It had taken a while to settle fully under Sana’s skin: that sort of -- _Oh, so this is how it feels_ \-- every time she noticed the hole Jeongyeon had rubbed through the hem of her favorite shirt, or after paging through another notebook Chaeyoung had filled with sketches of dark, nameless masses Sana pretended not to understand. It settled and then twisted, choking the laughs out of the jokes Dahyun was trying so hard to push into smiles, and stinging whenever Tzuyu ducked stoically out of her hugs because _unnie, I’m fine, don’t worry about me_ , before she excused herself to the bathroom and returned red-eyed afterwards.

And now, four years later, Sana sits in a cubicle, trying to think through the numbness that creeps back into her ears and drowns out everything but the feverish tapping of Jihyo’s keyboard. It doesn’t help that Jihyo refuses to look in her direction for the next two hours. 

_Oh_ , Sana thinks again. _So this is how it feels to have a crack in your heart._

Sana makes it up to Jihyo by inviting her to the cafe across the street for lunch. Then Nayeon texts in the afternoon, asking if Sana is free to stay over that night. Another flurry whisks into the city just as Sana clocks out for the day, and she ends up stamping new footprints into the fresh snow dusting the walkway outside of Nayeon’s apartment building. Nayeon greets her with a fluffy blanket and space heater plugged in by the couch, and Sana can’t help the soft sigh she lets out as she falls into Nayeon’s waiting arms.

They’ve finished a box of takeout and two episodes into whatever primetime drama is on Nayeon’s channel of choice today when Nayeon shifts. “What are you thinking about?” 

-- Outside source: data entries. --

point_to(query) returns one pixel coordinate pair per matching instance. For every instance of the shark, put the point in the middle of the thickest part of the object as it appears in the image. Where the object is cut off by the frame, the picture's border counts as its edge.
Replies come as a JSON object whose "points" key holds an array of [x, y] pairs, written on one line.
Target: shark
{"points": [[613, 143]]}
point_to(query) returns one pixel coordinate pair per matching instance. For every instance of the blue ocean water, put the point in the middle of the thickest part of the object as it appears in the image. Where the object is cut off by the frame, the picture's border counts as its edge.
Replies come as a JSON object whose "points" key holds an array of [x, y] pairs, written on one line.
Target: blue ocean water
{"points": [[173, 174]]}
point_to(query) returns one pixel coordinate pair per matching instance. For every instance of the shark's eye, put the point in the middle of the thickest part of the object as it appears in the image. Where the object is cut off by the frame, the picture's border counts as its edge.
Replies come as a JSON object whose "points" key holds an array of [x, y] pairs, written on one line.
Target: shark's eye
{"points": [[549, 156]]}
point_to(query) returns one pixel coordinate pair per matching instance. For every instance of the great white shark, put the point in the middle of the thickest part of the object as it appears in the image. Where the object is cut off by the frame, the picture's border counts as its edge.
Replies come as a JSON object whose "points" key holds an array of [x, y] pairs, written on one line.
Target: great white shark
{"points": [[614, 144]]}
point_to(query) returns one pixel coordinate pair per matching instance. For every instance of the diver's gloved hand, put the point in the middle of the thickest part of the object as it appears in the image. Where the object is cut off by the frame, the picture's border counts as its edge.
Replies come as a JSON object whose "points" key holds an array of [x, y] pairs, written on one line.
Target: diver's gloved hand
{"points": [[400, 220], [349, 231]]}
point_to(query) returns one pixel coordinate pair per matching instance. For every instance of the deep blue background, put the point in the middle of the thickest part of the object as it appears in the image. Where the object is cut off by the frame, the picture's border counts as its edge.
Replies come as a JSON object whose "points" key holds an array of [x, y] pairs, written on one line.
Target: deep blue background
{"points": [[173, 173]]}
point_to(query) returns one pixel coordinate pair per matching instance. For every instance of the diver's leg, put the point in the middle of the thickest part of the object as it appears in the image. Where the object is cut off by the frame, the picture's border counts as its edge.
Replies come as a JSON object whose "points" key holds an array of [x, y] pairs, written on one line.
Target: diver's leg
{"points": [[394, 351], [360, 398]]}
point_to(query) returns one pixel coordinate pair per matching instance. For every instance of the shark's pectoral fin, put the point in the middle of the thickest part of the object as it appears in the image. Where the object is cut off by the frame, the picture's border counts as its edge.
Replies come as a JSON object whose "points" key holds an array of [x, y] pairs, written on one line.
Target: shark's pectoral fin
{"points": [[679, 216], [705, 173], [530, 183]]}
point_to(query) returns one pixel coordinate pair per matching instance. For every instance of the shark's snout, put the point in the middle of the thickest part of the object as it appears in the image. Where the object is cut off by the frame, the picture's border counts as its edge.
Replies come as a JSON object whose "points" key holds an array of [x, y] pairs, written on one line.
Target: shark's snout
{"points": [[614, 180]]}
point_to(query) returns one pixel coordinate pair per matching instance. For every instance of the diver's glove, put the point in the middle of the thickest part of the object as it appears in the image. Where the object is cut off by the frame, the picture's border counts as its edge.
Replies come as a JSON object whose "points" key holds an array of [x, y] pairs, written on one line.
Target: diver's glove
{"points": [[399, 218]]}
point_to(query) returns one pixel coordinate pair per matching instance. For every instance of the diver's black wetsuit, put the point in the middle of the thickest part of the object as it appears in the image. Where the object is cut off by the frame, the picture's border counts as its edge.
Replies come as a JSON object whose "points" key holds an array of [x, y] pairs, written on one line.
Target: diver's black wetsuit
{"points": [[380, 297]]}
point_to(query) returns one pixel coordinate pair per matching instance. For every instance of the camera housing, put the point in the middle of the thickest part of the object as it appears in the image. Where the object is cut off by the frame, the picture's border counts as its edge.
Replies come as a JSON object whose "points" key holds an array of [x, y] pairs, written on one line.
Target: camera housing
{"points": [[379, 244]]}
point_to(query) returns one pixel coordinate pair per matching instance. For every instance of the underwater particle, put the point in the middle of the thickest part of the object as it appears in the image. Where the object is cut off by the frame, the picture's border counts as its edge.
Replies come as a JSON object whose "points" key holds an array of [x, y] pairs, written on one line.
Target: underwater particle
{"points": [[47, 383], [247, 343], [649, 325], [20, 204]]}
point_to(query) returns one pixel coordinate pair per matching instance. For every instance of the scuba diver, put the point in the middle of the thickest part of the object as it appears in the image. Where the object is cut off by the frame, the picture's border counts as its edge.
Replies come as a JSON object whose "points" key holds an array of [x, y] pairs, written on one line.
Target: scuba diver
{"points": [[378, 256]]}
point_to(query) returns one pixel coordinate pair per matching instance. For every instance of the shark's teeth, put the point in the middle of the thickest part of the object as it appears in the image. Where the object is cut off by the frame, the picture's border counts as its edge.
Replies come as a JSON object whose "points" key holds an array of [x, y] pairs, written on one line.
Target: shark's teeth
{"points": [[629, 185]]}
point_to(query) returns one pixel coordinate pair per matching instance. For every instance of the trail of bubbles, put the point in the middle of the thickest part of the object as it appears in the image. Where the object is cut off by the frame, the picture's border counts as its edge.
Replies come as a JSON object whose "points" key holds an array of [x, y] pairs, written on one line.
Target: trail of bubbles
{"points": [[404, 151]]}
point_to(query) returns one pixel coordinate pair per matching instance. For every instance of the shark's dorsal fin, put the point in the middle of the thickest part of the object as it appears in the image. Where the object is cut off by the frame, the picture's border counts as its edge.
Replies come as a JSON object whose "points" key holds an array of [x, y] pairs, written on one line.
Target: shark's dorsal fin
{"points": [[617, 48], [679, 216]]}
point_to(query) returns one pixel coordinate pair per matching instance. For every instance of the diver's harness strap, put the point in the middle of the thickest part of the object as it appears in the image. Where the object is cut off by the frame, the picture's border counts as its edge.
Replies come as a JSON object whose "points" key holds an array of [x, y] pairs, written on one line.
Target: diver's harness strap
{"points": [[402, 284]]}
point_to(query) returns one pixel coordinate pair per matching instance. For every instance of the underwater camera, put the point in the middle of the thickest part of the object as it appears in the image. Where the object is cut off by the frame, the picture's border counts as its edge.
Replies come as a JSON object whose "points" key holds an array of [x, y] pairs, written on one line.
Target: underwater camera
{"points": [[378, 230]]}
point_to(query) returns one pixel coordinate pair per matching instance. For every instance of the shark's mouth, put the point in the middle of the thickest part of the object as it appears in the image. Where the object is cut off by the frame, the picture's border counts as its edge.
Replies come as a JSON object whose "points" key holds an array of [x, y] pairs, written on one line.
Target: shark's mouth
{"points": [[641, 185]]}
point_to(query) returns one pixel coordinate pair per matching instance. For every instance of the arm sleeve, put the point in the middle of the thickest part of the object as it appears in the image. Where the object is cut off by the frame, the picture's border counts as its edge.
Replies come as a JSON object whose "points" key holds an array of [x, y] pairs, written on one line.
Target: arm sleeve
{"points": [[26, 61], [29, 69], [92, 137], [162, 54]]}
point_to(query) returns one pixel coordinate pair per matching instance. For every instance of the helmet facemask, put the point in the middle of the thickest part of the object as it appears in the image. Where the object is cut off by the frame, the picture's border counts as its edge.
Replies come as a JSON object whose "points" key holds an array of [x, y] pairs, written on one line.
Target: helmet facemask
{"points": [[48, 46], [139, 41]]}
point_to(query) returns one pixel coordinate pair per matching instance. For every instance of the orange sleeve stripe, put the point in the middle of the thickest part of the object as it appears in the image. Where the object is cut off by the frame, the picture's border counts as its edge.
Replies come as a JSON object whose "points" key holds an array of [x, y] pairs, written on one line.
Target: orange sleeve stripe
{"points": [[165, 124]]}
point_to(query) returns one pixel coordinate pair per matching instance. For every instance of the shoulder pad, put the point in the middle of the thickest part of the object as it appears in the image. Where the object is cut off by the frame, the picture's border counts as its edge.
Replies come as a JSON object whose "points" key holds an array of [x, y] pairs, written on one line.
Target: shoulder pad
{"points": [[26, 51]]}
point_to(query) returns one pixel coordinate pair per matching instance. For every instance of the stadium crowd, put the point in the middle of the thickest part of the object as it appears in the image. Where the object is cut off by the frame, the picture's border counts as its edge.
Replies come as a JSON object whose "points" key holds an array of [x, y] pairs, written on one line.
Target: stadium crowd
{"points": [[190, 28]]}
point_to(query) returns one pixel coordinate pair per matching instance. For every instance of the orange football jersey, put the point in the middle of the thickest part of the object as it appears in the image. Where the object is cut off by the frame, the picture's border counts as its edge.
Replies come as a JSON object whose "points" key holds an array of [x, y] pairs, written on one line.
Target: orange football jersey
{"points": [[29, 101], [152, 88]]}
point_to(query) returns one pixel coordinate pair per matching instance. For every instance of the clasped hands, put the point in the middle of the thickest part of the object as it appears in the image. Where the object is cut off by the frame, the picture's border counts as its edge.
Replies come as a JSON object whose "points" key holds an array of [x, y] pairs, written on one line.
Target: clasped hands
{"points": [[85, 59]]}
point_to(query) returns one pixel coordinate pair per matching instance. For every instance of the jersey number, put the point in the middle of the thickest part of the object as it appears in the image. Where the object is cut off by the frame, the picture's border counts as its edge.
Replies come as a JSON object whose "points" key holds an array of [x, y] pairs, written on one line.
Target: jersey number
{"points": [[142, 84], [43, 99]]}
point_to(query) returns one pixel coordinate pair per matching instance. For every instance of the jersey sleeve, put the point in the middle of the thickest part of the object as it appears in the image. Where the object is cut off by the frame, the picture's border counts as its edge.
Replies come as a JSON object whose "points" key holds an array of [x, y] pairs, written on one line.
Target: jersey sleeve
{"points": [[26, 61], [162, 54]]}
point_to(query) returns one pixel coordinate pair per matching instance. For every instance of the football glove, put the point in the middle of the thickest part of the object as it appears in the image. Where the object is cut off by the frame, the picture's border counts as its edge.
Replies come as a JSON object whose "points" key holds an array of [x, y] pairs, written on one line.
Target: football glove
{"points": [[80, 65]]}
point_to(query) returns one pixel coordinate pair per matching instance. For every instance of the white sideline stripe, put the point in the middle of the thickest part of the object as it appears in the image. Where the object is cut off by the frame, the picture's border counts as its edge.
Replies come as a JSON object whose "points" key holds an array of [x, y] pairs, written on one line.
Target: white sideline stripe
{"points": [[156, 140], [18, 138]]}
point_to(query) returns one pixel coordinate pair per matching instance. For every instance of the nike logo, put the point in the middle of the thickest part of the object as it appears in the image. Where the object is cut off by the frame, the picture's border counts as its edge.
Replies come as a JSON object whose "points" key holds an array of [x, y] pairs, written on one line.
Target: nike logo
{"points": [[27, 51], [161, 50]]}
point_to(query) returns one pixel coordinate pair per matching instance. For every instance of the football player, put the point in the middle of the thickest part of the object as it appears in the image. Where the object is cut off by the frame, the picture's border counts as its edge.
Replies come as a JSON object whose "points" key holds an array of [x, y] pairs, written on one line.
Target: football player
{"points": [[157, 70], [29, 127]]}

“Jihyo’s not taking it well,” says Sana after a moment. “I don’t know what will happen when she sees Mina again. You know, with just the two of them.”

“Oh.” Nayeon hums, and then reaches for the remote to lower the volume on the television. “Jihyo’s an idiot, if I’ve ever seen one. But she’ll be alright. Mina, too. They’ll do it, somehow -- figure out whatever they are, and whatever they want to be.”

Sana brings herself closer, tucking her head under Nayeon’s chin. “You think so?”

“I think so,” Nayeon says, running her fingers through Sana’s hair.

Sana can’t help it when her eyelids flutter. “Unnie, what are we?”

Nayeon maybe looks away from the couple staring at each other on screen -- it’s hard for Sana to tell because she really doesn’t want to lift her head from its very comfortable spot on Nayeon’s chest. “We’re something. At least, I want to be.”

“It would be nice,” Sana agrees, and feels Nayeon’s chin press into her hair as the older girl nods. “But I don’t know if we should be, yet.”

The male lead says something sappy, and the girl in front of him tears up -- Sana can’t remember if she’s the main character or the other corner of the love triangle. And then Nayeon says, “Yeah, it doesn’t feel right, yet.”

“Maybe it’ll feel right, later,” Sana offers. She blinks when a second guy appears in frame. She doesn’t remember him, but apparently he’s the long-lost cousin of the main girl -- not the one currently crying, it turns out. “I’m sorry, unnie. I just can’t stop worrying about them.”

“They have time.” Nayeon hums. “And we have time. We’ll wait, okay? For just the right moment, with just the right lighting. And then I’ll ask you, and it’ll be the best thing I’ll ever do.”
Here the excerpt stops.